Han pasado más de dos meses desde la noche del 10 de abril, pero el eco de la tragedia en el Estadio Monumental sigue resonando. Lo que debía ser una fiesta deportiva en el marco de la Copa Libertadores se transformó en un punto de inflexión para el fútbol chileno. La muerte de dos jóvenes hinchas de Colo Colo, Martina Riquelme (18) y Mylán Liempi, en las inmediaciones del recinto, no fue solo un titular de 24 horas; fue el catalizador que forzó la suspensión del esperado Superclásico contra Universidad de Chile y obligó a autoridades, clubes y a la sociedad a confrontar una herida abierta: la ineficacia del Estado para garantizar la seguridad en los estadios y el poder fáctico de las barras bravas.
La cronología de los hechos revela una cadena de fallas sistémicas. La tragedia ocurrió en un contexto de caos, con una presunta avalancha de hinchas intentando ingresar sin entrada. Mientras las familias de las víctimas acusaban desde el primer momento una responsabilidad directa de Carabineros, el partido contra Fortaleza comenzaba, solo para ser suspendido más tarde por la invasión de la cancha por parte de miembros de la Garra Blanca.
La respuesta institucional fue inmediata pero reactiva. Al día siguiente, y ante la presión de alcaldes como Sebastián Sichel (Ñuñoa) y un informe lapidario de Carabineros que advertía sobre la imposibilidad de garantizar el orden público —sumado a amenazas de la barra alba y la coincidencia con los funerales de los jóvenes—, la Delegación Presidencial de la Región Metropolitana suspendió el Superclásico. La decisión, aunque celebrada por algunos como un acto de prudencia, fue calificada por Universidad de Chile como “un triunfo para los violentos”, evidenciando la primera de muchas fracturas en la lectura de los hechos.
El sismo institucional no se detuvo. La renuncia de la jefa de Estadio Seguro, Pamela Venegas, fue solo el preludio del anuncio más significativo: el 14 de abril, el ministro de Seguridad, Luis Cordero, declaró el fin del plan Estadio Seguro, un programa que, tras 14 años de implementación, fue calificado por el propio gobierno como un “fracaso”. Esta admisión abrió un profundo debate sobre las responsabilidades políticas, con la oposición exigiendo la salida del delegado presidencial Gonzalo Durán, mientras el oficialismo defendía su gestión argumentando que el problema era histórico y estructural.
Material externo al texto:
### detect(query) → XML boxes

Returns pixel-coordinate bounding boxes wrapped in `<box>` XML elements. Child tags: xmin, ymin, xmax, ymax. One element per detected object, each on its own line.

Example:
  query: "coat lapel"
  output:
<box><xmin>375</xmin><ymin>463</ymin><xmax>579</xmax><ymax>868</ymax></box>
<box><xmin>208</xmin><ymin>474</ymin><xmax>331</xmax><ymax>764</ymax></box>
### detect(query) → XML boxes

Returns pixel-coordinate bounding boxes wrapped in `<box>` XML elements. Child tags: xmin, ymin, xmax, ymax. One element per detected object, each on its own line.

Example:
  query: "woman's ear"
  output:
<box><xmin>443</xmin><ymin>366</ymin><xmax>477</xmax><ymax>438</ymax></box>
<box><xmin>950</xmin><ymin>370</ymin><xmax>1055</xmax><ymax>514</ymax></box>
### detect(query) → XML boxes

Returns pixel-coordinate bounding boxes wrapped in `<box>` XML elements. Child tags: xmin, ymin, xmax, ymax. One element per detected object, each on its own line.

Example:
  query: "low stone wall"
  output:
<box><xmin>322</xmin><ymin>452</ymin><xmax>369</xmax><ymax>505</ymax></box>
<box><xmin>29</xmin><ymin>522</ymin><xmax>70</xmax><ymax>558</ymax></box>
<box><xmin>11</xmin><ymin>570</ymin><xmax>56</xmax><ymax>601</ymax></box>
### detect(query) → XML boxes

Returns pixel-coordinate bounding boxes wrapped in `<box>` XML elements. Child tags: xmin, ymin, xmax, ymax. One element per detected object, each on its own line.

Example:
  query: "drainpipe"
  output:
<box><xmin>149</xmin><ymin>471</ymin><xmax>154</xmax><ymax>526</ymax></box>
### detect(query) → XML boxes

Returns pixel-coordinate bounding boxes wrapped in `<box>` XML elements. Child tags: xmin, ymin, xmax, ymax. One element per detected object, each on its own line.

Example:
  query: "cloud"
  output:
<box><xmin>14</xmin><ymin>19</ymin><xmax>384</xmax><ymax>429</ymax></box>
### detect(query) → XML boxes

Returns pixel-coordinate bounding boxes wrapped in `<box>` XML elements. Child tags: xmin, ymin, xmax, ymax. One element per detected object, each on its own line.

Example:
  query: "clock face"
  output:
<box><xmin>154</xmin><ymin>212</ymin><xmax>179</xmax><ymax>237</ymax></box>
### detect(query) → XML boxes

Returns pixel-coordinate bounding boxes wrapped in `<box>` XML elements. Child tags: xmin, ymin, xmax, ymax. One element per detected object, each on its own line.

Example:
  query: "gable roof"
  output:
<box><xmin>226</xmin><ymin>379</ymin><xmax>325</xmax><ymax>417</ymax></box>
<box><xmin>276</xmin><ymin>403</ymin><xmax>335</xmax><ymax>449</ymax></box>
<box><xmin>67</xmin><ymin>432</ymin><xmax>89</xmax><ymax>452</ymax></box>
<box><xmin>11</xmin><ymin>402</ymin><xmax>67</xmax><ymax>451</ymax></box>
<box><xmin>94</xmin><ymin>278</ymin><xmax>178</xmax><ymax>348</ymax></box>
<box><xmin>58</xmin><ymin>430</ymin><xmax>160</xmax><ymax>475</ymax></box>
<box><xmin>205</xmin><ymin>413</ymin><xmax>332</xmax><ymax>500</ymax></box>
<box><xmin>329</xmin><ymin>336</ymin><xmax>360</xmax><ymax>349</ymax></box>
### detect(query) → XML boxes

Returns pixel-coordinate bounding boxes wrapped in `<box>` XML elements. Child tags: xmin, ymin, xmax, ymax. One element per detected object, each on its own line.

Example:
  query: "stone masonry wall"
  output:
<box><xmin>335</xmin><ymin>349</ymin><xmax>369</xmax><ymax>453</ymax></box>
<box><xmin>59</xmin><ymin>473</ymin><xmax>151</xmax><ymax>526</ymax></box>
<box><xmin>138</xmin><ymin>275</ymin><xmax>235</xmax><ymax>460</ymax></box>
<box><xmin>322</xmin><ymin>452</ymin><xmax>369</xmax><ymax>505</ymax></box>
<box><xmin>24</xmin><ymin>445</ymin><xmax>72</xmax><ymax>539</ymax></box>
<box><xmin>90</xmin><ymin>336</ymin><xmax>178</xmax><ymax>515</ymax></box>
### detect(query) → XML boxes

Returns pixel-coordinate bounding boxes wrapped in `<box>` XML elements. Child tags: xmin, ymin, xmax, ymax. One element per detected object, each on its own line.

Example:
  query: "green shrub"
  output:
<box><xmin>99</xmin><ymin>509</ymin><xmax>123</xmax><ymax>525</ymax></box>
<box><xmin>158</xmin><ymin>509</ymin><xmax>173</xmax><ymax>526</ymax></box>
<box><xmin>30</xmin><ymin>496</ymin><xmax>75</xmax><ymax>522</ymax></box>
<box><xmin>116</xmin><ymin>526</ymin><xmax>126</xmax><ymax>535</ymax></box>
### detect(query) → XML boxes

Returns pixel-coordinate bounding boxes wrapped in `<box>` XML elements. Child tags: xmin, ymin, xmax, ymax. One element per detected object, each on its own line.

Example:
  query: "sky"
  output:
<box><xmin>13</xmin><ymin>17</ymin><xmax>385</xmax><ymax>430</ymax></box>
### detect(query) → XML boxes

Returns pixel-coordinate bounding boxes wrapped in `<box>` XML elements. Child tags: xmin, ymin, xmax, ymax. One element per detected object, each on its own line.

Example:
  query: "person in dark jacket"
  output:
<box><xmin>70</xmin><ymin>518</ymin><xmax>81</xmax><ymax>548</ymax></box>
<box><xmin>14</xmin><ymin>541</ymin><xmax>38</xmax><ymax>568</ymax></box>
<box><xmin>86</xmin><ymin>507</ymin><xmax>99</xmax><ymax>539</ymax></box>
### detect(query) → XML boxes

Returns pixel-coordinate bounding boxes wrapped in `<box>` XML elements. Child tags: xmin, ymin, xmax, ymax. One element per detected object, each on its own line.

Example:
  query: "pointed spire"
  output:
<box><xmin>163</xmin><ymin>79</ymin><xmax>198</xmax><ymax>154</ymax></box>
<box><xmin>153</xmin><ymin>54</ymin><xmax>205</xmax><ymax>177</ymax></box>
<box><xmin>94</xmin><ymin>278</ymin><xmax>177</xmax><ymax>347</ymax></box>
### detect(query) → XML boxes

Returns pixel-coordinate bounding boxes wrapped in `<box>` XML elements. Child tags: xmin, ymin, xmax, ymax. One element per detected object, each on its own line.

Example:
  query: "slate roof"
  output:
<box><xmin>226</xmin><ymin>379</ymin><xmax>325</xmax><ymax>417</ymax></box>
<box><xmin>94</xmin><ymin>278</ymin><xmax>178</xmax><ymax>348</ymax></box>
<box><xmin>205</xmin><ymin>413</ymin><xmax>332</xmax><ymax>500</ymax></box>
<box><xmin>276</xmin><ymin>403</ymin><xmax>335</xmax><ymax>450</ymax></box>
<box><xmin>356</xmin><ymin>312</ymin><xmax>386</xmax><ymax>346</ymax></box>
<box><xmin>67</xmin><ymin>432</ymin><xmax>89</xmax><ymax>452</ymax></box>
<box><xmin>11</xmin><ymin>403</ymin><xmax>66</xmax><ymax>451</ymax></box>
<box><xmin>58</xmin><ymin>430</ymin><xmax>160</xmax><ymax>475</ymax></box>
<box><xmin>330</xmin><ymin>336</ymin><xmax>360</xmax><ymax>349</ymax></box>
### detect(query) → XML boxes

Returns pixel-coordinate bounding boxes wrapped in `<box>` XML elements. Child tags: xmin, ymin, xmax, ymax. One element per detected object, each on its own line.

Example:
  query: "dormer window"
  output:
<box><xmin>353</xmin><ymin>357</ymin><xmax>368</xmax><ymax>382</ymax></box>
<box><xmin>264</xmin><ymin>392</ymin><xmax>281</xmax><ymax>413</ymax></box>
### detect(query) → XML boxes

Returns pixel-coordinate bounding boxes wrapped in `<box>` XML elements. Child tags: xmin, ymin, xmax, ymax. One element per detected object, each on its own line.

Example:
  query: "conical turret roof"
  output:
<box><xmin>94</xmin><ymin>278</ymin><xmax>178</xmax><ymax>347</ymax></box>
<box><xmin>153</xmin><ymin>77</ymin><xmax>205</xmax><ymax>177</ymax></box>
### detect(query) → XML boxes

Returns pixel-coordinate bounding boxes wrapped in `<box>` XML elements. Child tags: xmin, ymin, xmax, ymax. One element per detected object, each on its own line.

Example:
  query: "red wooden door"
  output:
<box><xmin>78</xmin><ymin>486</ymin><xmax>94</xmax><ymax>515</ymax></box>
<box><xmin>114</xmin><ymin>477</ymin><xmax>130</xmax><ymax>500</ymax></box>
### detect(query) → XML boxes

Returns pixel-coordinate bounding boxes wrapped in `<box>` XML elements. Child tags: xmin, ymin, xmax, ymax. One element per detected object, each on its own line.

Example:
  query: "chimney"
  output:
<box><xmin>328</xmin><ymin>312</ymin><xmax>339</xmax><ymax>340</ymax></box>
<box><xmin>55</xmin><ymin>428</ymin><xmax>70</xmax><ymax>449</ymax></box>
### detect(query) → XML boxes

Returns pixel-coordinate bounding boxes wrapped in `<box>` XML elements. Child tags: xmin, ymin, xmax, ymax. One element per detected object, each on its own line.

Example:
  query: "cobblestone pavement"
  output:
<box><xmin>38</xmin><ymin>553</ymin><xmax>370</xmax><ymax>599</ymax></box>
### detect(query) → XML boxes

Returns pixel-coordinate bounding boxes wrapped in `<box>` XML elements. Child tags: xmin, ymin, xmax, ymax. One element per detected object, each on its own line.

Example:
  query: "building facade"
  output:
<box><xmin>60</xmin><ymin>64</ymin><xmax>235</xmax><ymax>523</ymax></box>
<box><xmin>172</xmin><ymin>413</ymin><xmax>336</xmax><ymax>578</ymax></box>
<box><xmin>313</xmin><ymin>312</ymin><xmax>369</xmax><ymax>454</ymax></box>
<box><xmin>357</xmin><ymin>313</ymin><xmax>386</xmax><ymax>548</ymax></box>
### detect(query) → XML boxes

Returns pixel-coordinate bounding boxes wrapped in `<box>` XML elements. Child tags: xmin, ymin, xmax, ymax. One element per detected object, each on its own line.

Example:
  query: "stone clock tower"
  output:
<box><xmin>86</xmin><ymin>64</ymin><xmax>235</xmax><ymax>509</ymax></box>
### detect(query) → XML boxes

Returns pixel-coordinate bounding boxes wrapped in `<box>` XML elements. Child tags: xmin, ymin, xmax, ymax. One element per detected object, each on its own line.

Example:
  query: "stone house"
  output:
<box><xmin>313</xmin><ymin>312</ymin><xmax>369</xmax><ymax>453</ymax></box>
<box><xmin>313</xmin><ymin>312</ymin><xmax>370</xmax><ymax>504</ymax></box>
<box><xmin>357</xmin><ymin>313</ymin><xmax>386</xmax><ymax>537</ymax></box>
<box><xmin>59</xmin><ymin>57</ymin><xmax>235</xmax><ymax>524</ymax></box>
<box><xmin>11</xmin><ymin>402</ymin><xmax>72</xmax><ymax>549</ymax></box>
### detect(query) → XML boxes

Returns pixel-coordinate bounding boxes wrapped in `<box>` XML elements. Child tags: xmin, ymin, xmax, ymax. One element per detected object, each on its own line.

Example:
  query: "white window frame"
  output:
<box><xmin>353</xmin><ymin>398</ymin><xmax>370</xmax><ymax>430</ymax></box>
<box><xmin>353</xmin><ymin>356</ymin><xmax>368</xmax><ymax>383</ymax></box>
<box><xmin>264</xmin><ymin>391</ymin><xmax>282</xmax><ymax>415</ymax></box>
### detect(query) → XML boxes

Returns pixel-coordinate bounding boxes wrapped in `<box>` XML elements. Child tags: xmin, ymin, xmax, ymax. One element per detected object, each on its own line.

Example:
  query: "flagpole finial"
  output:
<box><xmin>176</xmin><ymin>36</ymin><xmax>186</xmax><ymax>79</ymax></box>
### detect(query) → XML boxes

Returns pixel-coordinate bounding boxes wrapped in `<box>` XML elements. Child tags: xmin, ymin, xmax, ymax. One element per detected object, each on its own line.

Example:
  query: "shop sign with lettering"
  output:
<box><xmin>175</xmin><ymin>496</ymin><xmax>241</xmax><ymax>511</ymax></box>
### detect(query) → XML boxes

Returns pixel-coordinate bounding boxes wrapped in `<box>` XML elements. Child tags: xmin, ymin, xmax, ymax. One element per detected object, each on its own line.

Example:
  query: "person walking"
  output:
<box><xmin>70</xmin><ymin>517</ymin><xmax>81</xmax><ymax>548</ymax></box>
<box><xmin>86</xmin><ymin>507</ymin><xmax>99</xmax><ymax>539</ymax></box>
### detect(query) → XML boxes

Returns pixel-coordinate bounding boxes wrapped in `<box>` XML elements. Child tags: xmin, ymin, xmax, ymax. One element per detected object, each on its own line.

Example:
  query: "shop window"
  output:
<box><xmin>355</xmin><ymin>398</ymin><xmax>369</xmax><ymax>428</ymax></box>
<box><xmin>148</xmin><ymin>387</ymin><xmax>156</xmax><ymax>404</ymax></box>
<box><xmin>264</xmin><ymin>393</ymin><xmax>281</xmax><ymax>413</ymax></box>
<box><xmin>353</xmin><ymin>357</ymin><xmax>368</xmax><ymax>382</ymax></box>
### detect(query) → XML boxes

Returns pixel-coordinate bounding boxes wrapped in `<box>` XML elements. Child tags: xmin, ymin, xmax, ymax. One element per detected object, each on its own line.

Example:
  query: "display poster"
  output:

El episodio dejó al descubierto un complejo entramado de visiones contrapuestas que van más allá de la rivalidad deportiva:
Es imposible comprender la tragedia del Monumental como un hecho aislado. Es el capítulo más reciente de una historia de más de tres décadas de violencia en el fútbol chileno. Las barras bravas, que surgieron en los años 80 y 90, llenaron un vacío social en las poblaciones, pero también se convirtieron en ejércitos privados con lógicas de poder, control territorial y, en muchos casos, vínculos con el narcotráfico.
Leyes como la de Violencia en los Estadios (1994) y programas como Estadio Seguro (2012) han fracasado en erradicar un fenómeno que ha mutado y se ha fortalecido. La relación histórica y ambigua entre dirigentes de clubes, políticos y líderes de las barras —a través de financiamiento, entradas o favores— ha creado una dependencia perversa que dificulta cualquier solución real. Lo ocurrido en abril no es una anomalía, sino la consecuencia previsible de un problema sistémico que el país ha sido incapaz, o no ha querido, resolver de raíz.
A más de 60 días de los hechos, el fútbol chileno sigue lidiando con las secuelas. La investigación penal sobre la muerte de Martina y Mylán avanza lentamente, con un carabinero imputado y otros dos como testigos, mientras sus familias esperan justicia. El plan Estadio Seguro ha sido desmantelado, pero aún no se presenta una nueva institucionalidad que ofrezca garantías de no repetición.
Colo Colo ya cumplió parte de sus sanciones deportivas y económicas, y el Superclásico finalmente se jugó semanas después, pero la mancha de la suspensión persiste como un símbolo de la fragilidad del sistema. La pregunta fundamental sigue en el aire y resuena con más fuerza que nunca: ¿quién realmente tiene el control del espectáculo más popular de Chile? La tragedia del Monumental demostró que, por ahora, la respuesta no es tranquilizadora.